The Analysts Revised upwards their Forecasts for the price of Gold
The six-monthly survey of financial analysts by Reuters shows expectations for increases in gold prices. According to respondents, the debt problems in developed countries and rising demand from emerging gold and silver, and the lax monetary policy of the Federal Reserve are the main causes of optimism for the price of gold.
More than half of respondents expect the gold price remains above $ 1,500 a troy ounce at the end of 2011. In a similar survey in January, financial analysts were less optimistic, with only one in five predicting a price above $ 1,500.
It is not surprising that most analysts will drag the market development of gold, precious metals, or look as monetary metals, are still unknown to many conventional investors. After a generation without paying attention or understand or follow them carefully or have the necessary knowledge and models to value them. Their forecasts, but forecasts are a commentary on the present. The majority of the big financial houses do not even have specialists dedicated to this sector.
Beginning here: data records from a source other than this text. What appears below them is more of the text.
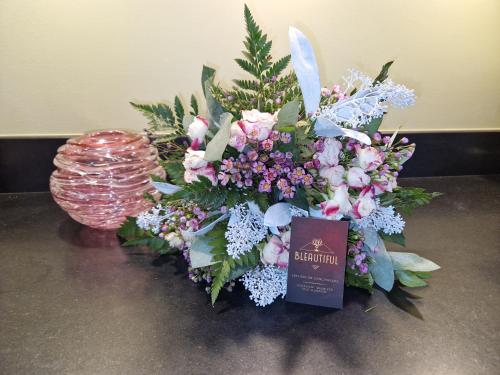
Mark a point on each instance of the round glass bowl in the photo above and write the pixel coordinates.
(101, 177)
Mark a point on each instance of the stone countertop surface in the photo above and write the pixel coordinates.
(73, 301)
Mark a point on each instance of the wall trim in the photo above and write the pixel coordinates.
(26, 163)
(403, 130)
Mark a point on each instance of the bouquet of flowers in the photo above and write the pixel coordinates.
(275, 146)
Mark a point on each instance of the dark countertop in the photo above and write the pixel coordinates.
(72, 301)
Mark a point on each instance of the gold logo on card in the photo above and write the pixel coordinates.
(316, 252)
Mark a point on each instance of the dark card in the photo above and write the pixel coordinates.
(317, 262)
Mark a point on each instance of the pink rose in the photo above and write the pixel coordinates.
(237, 139)
(275, 252)
(195, 166)
(365, 203)
(339, 205)
(357, 178)
(384, 183)
(256, 125)
(197, 131)
(369, 158)
(175, 240)
(329, 156)
(334, 175)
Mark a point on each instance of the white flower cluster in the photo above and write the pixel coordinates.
(368, 102)
(152, 219)
(244, 230)
(383, 218)
(265, 284)
(298, 212)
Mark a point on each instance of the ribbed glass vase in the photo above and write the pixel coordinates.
(101, 177)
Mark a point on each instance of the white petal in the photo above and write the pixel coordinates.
(306, 69)
(278, 215)
(165, 187)
(412, 262)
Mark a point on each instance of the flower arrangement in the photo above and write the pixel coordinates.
(275, 146)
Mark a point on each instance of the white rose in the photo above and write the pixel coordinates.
(339, 205)
(272, 251)
(194, 159)
(334, 175)
(257, 125)
(195, 166)
(365, 203)
(357, 178)
(369, 158)
(197, 131)
(282, 261)
(329, 157)
(237, 139)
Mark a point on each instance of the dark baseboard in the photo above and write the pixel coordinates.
(26, 164)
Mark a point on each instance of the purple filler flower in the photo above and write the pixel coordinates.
(264, 186)
(363, 268)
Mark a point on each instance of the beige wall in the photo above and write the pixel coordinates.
(69, 66)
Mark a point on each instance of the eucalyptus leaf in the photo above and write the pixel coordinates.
(165, 187)
(409, 279)
(207, 74)
(289, 113)
(397, 238)
(384, 73)
(373, 126)
(199, 253)
(306, 69)
(382, 269)
(215, 148)
(214, 108)
(278, 215)
(412, 262)
(323, 127)
(186, 121)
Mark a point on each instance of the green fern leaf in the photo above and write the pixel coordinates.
(179, 110)
(194, 106)
(160, 115)
(247, 84)
(248, 67)
(278, 67)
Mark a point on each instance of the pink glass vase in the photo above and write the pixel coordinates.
(101, 177)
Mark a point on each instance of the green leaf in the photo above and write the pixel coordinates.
(397, 238)
(423, 275)
(412, 262)
(194, 106)
(373, 126)
(186, 121)
(221, 277)
(364, 281)
(137, 242)
(160, 116)
(175, 172)
(384, 73)
(381, 268)
(179, 109)
(247, 84)
(289, 114)
(278, 67)
(406, 199)
(215, 148)
(207, 75)
(248, 67)
(129, 230)
(409, 279)
(200, 252)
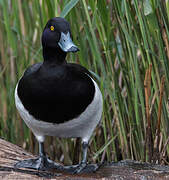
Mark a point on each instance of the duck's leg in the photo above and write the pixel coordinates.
(84, 166)
(40, 163)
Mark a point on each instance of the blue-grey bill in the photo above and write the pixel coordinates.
(66, 43)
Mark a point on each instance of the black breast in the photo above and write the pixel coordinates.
(56, 93)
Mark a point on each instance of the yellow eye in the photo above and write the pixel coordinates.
(52, 28)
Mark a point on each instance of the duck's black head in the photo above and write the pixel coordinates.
(56, 39)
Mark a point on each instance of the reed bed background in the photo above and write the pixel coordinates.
(125, 44)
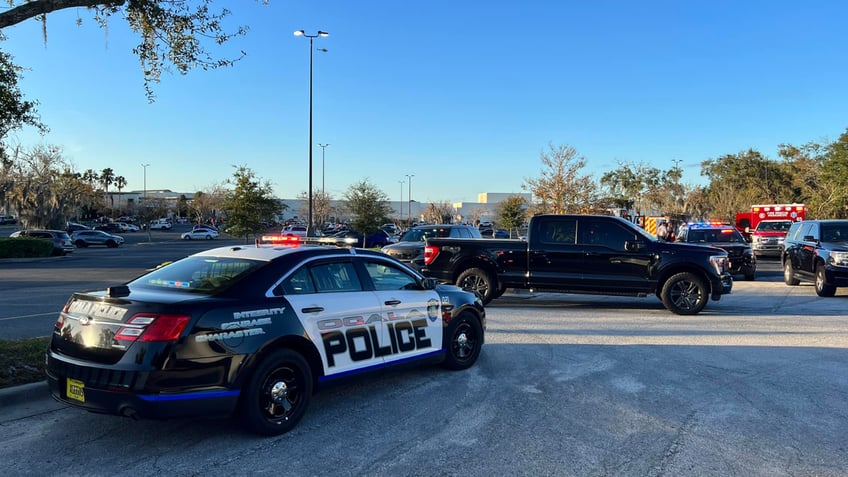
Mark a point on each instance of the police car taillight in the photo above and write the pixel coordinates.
(150, 327)
(430, 253)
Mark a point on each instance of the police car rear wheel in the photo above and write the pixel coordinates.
(466, 341)
(278, 393)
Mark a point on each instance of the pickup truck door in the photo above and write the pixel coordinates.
(555, 260)
(607, 264)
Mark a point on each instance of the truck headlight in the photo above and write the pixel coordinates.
(720, 263)
(839, 259)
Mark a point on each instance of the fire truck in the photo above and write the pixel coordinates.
(766, 225)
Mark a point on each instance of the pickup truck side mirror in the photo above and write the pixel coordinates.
(634, 245)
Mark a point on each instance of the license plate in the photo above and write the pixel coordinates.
(75, 390)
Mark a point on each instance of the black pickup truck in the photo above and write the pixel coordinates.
(592, 254)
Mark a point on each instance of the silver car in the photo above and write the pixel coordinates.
(85, 238)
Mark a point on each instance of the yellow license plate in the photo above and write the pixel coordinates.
(76, 390)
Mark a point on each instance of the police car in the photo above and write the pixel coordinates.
(254, 330)
(726, 237)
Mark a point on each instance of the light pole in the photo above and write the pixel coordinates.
(323, 148)
(401, 199)
(144, 167)
(409, 196)
(309, 231)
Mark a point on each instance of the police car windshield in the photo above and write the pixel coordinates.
(198, 274)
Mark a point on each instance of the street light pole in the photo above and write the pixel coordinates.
(144, 167)
(323, 148)
(401, 199)
(309, 225)
(409, 196)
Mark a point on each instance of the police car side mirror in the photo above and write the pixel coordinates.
(429, 283)
(634, 245)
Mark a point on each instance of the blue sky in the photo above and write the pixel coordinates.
(464, 95)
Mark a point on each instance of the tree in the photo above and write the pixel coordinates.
(561, 188)
(369, 207)
(15, 112)
(512, 213)
(250, 205)
(172, 32)
(439, 213)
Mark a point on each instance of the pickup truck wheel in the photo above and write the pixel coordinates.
(278, 393)
(789, 275)
(477, 281)
(822, 288)
(685, 294)
(466, 341)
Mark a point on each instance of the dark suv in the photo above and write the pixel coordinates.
(62, 244)
(817, 251)
(726, 237)
(410, 248)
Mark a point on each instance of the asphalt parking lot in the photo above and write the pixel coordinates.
(566, 385)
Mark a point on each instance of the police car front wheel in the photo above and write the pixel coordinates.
(278, 393)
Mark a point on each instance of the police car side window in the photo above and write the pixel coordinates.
(387, 277)
(335, 277)
(299, 283)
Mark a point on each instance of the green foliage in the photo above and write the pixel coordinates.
(15, 112)
(512, 213)
(562, 188)
(22, 361)
(249, 204)
(368, 205)
(25, 247)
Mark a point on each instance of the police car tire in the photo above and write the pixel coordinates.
(479, 282)
(678, 293)
(286, 374)
(465, 342)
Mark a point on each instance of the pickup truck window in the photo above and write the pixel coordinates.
(559, 232)
(605, 232)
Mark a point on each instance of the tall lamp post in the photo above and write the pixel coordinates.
(323, 148)
(409, 196)
(309, 231)
(401, 199)
(144, 167)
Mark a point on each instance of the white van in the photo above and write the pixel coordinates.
(161, 224)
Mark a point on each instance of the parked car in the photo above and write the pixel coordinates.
(298, 230)
(109, 228)
(354, 239)
(62, 244)
(725, 237)
(254, 331)
(73, 227)
(410, 248)
(85, 238)
(128, 227)
(160, 224)
(200, 234)
(817, 251)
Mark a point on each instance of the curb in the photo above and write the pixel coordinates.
(24, 393)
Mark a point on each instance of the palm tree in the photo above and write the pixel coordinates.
(107, 178)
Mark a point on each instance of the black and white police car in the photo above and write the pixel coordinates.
(253, 330)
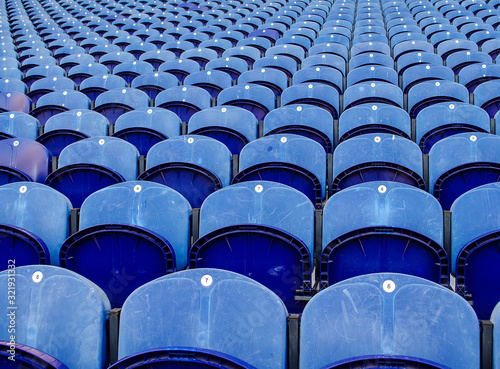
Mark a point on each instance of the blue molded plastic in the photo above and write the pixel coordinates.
(59, 313)
(91, 164)
(231, 125)
(185, 357)
(257, 99)
(442, 120)
(486, 96)
(318, 94)
(213, 312)
(474, 248)
(22, 159)
(389, 315)
(290, 159)
(433, 92)
(27, 358)
(25, 222)
(195, 166)
(145, 127)
(59, 101)
(475, 161)
(184, 100)
(68, 127)
(383, 227)
(304, 120)
(374, 118)
(118, 101)
(377, 157)
(373, 92)
(16, 124)
(266, 235)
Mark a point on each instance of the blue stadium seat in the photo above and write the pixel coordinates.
(91, 164)
(462, 59)
(293, 160)
(182, 302)
(112, 59)
(96, 85)
(474, 75)
(129, 70)
(292, 51)
(195, 166)
(16, 124)
(70, 126)
(231, 125)
(429, 93)
(213, 81)
(441, 120)
(101, 48)
(184, 100)
(237, 225)
(72, 60)
(492, 48)
(400, 229)
(49, 84)
(474, 252)
(375, 59)
(177, 47)
(257, 99)
(28, 235)
(12, 85)
(475, 161)
(413, 58)
(486, 97)
(274, 79)
(369, 73)
(130, 233)
(374, 118)
(137, 49)
(61, 319)
(389, 320)
(450, 47)
(370, 47)
(145, 127)
(305, 120)
(422, 73)
(153, 83)
(14, 102)
(200, 55)
(81, 72)
(180, 68)
(23, 159)
(317, 94)
(373, 92)
(219, 45)
(118, 101)
(411, 46)
(377, 157)
(327, 60)
(157, 57)
(247, 53)
(279, 62)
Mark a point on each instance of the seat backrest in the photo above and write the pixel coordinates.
(58, 312)
(110, 152)
(199, 150)
(206, 309)
(388, 315)
(28, 157)
(149, 205)
(38, 209)
(260, 202)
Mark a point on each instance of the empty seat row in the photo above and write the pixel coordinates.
(206, 316)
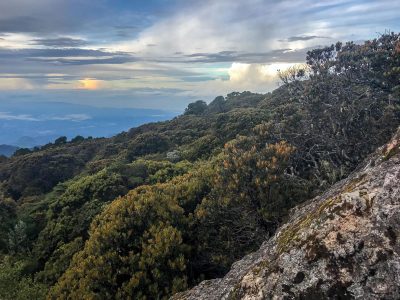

A few voices like James Turk, Jim Rogers and Marc Faber, they have matched their predictions and are betting on gold since before the start of their current upward cycle in 1999. Many who have been more prescient about the price of gold and silver meet in August in London for the GATA conference. They explain the journey that still lies ahead for the price of gold and why gold is far from being in a bubble.
In 2010, for the first time in two decades, the world's central banks became net buyers of gold. 2011 is on track to double those flows net of accumulation, with purchases like the Bank of Mexico. According to the World Gold Council (WGC), between 2008 and 2011 the central banks added more than 900 tons of gold reserves.